Diagnostics are built to help us, but they can be very misleading.
My most successfull model, which stands at #39 at the time of writing (nyuton_test8) has so bad diagnostics, that I almost threw it out at the beginning and I haven’t started staking on it until recently.
Trust you CV!
I’m writing this post partly for myself as a reminder, when I see similar results with the new dataset.
To be frank, this model uses an ensemble of models from CV folds. Data also includes validation set. This is the diagnostic of the only part that doesn’t include validation data at all. Probably a good approximation of the other models as well.
Defintely a great reminder, trust your CV indeed. Although I’d still keep an eye on risk because getting metals+high rank may also be a result of high variance models, which tend to do worse when regime changes
The other way around is also definitely the case, I had a NN with ‘reasonable’ diagnostics (everything green) which also performed well for 5-6 rounds, after that it got burned 4 rounds, only to recover now again. And no, I didnt use val for training (but i suspect there is a leakage because of determining the amount of epochs with the use of val)
my most profitable model - running for 4 months with top 100 3M return - also have a rubbish diagnostics score - I was able to pick it out for staking because it seems to have by far the most stable daily score, additionally, after I settled on my validation scheme it was shown to be 4th among my models on non-corr related metrics i.e. ratios based metrics
So yes, people should try to create validation methods that are at least not entirely dependent on the provided validation data.
One other question: When you find a good set of hyperparameters using CV on some number of folds of the combined train+validation data, do you then train your final model (the one you use for tournament prediction) by using those HPs and all the available data (instead of folds)? I’m assuming not because then you wouldn’t have a sane measure of when to stop the training. But if not, then do you just stick with training on, say, 4 of 5 folds and validating on the 5th?
Oh man, this is a dead simple random forest!
That’s the funny part of it. Apparently you can get this close to the top with an RF.
NNs might give you a boost in MMC. But in raw accuracy (CORR) RF is hard to beat it.
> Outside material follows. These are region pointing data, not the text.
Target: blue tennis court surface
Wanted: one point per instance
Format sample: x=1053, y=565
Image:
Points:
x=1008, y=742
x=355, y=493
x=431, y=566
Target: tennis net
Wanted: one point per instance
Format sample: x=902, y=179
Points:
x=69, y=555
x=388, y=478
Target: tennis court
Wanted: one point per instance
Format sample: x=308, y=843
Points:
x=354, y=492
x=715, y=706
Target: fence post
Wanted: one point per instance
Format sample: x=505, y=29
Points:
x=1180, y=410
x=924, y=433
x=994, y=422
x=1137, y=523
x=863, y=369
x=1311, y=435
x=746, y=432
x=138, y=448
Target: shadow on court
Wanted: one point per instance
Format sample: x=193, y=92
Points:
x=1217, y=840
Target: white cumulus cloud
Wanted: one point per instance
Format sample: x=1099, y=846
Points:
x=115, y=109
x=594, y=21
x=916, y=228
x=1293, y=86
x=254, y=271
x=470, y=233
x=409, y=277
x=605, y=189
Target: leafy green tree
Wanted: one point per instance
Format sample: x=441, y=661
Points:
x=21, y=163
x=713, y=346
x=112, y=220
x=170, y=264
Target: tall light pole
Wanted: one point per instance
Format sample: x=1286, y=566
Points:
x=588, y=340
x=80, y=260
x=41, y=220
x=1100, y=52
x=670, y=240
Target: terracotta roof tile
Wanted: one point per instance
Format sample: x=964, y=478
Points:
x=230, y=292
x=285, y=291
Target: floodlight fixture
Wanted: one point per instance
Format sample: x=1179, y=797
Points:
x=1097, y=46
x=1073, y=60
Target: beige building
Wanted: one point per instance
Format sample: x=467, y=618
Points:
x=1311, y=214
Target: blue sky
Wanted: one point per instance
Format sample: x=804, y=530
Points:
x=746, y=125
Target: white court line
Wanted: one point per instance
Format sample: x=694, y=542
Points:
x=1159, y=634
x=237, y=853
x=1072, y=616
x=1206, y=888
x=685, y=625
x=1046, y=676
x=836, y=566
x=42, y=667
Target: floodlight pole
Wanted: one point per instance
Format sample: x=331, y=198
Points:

Yea, I was also wondering why the diagnostics is pretty much useless when comparing models. It’s a good sanity check, but not much more. Could it be that some people have leakage to the validation-set, and thus they skew the ranks in the diagnostics to the top?
At the beginning, I did use in CV the validation-set and even though the model never trained on the validation-set, this still lead to a massive overfit; All my metrics were light-green (99+), but the live tests were absolutely terrible (Numerai before round 274).
Everybody had bad rounds before R274: https://dashboard.numeraipayouts.com/ The median score was pretty much negative. You need to judge the relative performance of you model on live data, not the performance in isolation.
I agree, and this is what I’m doing currently. However, over 4 rounds my model was
much, much worse than other models. Maybe I should have generated more data but being in 2 of 4 rounds below a 20 percentile is enough for me to say that it is “not optimal, probably”.
The diagnostics for this model are appalling but… its a decent model. peaked at 4 for MMC and 750 or so for correlation. A consistent performer, more green than red. 19 medals in all.